C’est seulement à partir de 2002, avec la levée de l’état d’exception( OHAL) dans la province, que les villageois ont eu l’autorisation d’y revenir. Mais dans ce village de montagne, sans électricité, sans eau courante et bien sûr sans école et sans dispensaire, situé dans une zone où les heurts entre l’armée et le PKK restent fréquents, ils ne sont que deux à y vivre à nouveau dès que l’hiver prend fin rapporte les Yüksekova Haber, Deux hommes rejoints l’ été venu – je présume pendant les vacances scolaires – par une vingtaine de familles. Pümüs Kurt, est âgé de 72 ans. Depuis sa migration forcée sa famille vit dans un gecekondu d’Hakkari. Celle d’ Hursit Duman a trouvé refuge à Van dans la province voisine.
Dans ce village où l’élevage était la principale ressource, ils se contentent aujourd’hui de cultiver un potager et la vigne. En échouant dans les chefs- lieux de province, ils avaient du vendre leurs troupeaux.
Ils ne disent pas dans quelles conditions, mais forcément à la va vite. Il était impossible de conserver son troupeau dans les camps de tentes où les réfugiés s’entassaient, été comme hiver. Et certains ont bien profité de leur détresse. Un ancien réfugié me racontait comment il avait fait confiance à un négociant venu de Diyarbakir, « j’arrivais du village, j’étais « cahil », ignorant » . Plongé brutalement dans un univers où il avait perdu ses repères plutôt. Et l’acheteur en avait profité pour mettre la main sur son troupeau en promettant d’apporter l’argent les jours suivants. Il n’était jamais revenu. Une autre fois c’était le commandant qui promettait de se charger de la récolte d’arbres fruitiers aux villageois qu’il venait d’expulser de leur village…et qui gardait pour lui l’argent de la récolte.
Depuis quelques années (2005, je crois) l’état turc accepte de dédommager ceux qui ont été reconnus victimes d’expulsions forcées. Mais l’indemnité qui lui a été attribuée ne suffit même pas à le dédommager des arbres fruitiers qu’il avait plantés , témoigne Pursit Kurt. C’est donc par ses propres moyens qu’il reconstruit sa maison détruite. Peut être est-ce lui qui construit une de ces maisonnettes de type balkanique, comme on en voit sur l’image. On ne construit plus de belles maisons de pierre dans les villages, que ce soit à Hakkari, ou ailleurs en Anatolie. En Turquie aussi, c’est essentiellement la bourgeoisie cultivée des grandes métropoles qui en restaure, dans les villages du littoral.

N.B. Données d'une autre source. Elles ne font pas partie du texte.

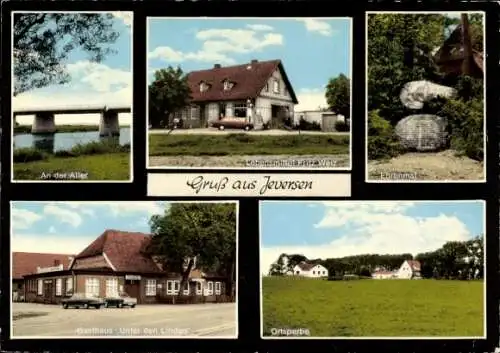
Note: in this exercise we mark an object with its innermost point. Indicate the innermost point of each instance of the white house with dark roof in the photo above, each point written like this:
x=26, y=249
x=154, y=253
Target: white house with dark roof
x=410, y=269
x=310, y=270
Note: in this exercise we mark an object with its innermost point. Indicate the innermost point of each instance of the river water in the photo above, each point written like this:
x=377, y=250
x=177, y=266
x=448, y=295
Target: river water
x=65, y=140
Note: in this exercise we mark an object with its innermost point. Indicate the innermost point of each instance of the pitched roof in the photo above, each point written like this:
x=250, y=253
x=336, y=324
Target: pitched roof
x=304, y=266
x=452, y=48
x=414, y=264
x=125, y=251
x=26, y=263
x=249, y=80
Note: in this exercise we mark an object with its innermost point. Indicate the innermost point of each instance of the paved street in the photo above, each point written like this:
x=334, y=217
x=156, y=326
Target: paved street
x=212, y=131
x=144, y=320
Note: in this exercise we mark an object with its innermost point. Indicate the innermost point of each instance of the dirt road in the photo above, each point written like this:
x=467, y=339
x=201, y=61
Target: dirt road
x=144, y=320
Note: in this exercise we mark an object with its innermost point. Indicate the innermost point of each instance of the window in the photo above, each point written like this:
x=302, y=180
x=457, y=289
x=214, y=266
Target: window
x=240, y=110
x=58, y=286
x=92, y=287
x=151, y=287
x=112, y=287
x=173, y=287
x=276, y=86
x=186, y=288
x=40, y=287
x=210, y=288
x=69, y=285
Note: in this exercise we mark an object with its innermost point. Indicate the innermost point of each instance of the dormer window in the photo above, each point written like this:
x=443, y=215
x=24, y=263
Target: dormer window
x=276, y=86
x=227, y=85
x=203, y=87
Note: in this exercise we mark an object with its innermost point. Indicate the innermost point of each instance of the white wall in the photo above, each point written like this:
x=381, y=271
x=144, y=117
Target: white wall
x=405, y=271
x=316, y=272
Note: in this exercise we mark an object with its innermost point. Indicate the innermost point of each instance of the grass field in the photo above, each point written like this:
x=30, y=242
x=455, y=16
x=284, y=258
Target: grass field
x=245, y=144
x=113, y=166
x=374, y=308
x=26, y=129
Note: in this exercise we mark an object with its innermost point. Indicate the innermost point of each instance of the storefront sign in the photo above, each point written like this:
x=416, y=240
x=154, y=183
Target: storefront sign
x=50, y=269
x=133, y=277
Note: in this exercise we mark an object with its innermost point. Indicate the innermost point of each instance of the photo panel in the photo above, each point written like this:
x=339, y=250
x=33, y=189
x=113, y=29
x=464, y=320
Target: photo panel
x=71, y=96
x=426, y=90
x=117, y=260
x=231, y=93
x=362, y=269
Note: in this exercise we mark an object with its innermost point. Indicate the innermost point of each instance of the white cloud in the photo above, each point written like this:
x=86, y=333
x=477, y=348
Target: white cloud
x=90, y=83
x=49, y=243
x=23, y=219
x=260, y=27
x=126, y=17
x=218, y=44
x=318, y=26
x=310, y=99
x=375, y=227
x=63, y=215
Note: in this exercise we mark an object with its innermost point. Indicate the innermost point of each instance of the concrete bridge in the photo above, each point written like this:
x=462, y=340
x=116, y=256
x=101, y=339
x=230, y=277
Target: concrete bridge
x=44, y=122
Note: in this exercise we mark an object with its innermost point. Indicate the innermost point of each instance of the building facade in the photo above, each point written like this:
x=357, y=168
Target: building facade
x=116, y=262
x=258, y=92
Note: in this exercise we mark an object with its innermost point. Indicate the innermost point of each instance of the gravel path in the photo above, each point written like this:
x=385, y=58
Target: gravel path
x=265, y=162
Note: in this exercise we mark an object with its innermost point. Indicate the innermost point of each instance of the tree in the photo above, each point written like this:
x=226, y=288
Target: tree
x=196, y=235
x=338, y=95
x=168, y=93
x=43, y=41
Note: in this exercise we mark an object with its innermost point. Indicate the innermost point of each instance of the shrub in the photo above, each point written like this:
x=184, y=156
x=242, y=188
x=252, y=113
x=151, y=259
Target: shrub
x=382, y=142
x=24, y=155
x=466, y=124
x=341, y=126
x=307, y=125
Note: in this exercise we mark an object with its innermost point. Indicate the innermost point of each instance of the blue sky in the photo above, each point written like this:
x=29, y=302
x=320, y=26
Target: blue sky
x=107, y=82
x=68, y=227
x=342, y=228
x=312, y=50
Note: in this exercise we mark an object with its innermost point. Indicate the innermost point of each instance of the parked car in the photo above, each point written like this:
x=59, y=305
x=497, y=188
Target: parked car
x=81, y=300
x=123, y=299
x=233, y=123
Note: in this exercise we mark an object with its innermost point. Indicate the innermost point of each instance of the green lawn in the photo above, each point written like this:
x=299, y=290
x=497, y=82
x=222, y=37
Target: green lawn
x=110, y=166
x=245, y=144
x=374, y=308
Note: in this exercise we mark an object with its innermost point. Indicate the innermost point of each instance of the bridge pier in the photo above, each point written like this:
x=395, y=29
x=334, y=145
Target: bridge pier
x=109, y=124
x=44, y=123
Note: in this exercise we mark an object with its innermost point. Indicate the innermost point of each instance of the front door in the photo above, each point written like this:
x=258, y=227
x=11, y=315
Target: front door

Leurs enfants eux ne veulent pas revenir. Les conditions de vie à Marûnis sont trop dures. Les plus jeunes d’entre et leurs petits enfants n’ont jamais vécu au village. Comment après avoir grandi comme des petits urbains, même si pour beaucoup c’était dans des conditions misérables (le taux de pauvreté est un des plus élevé de Turquie à Hakkari ) pourraient –ils s’y adapter ? A Hakkari, comme partout ailleurs en Turquie, on a la TV (et le satellite en prime) dans le plus misérable foyer. Il y a les écoles, les lycées, le stade et les infrastructures sportives, les cafés Internet. Et l’hôpital où on va faire la queue aux urgences quand on a un malade.
« Mes enfants ne veulent pas revenir dans un village sans électricité, mais à Marûnis, l’eau est pure et l’air est bon. Pour moi c’est le paradis et je veux rester vivre dans ce paradis» affirme Bedel Seven (63 ans) qui depuis cinq ans fait le va et vient entre sa famille et le village.
« Sa terre c’est l’honneur de l’homme (insan – personne) » affirme Hursit Duman, qui a choisi de vivre à nouveau sur la terre dont pendant 20 ans il avait été chassé.
Un village où ils ne sont pour le moment que deux à avoir choisi de le faire, mais qui doucement commence à reprendre vie aux beaux jours. Un peu comme ces villages alévis d’Askale (Erzurum) presque vidés par l’exode rural dans les années 70 et où j’avais passé quelques jours. Du printemps à l’arrivée des premières neiges, des retraités reviennent, y cultivent leur potager, puis le quittent avec les premières neiges pour rejoindre leur appartement d’ Istanbul ou d’ Izmir. L’été venu, la population de ces villages se gonfle de familles de migrants, qui ont construit des maisons balkaniques elles aussi pour résidences d’été.
Mais si l’attachement à sa terre est le même, les villageois d’Askale n’ont pas été expulsés de force . Et si certaines des belles maisons de pierre tombent elles aussi en ruine, c’est parce qu’elles ont été laissées à l’abandon. Ce n’est pas le résultat d’une action systématique. Et aujourd’hui, à la différence de Marûnis, quelques familles vivent encore dans ces villages qui bénéficient d’eau courante et d’électricité, ainsi que de l’aide matérielle fournie par le dernek, l’association transnationale de villageois, très active.
Le reportage effectué par Erkan Capraz, sur le village de Marûnis n’a pas laissé indifférents les lecteurs des Yüksekova Haber qui ont été nombreux à laisser leur propre témoignage dans les commentaires déposés sur l’article ou sur la vidéo. « Mon village à moi, je ne l’ai jamais vu » dit l’un d’eux…On devine que celui qui l’a écrit n’a pas vingt ans.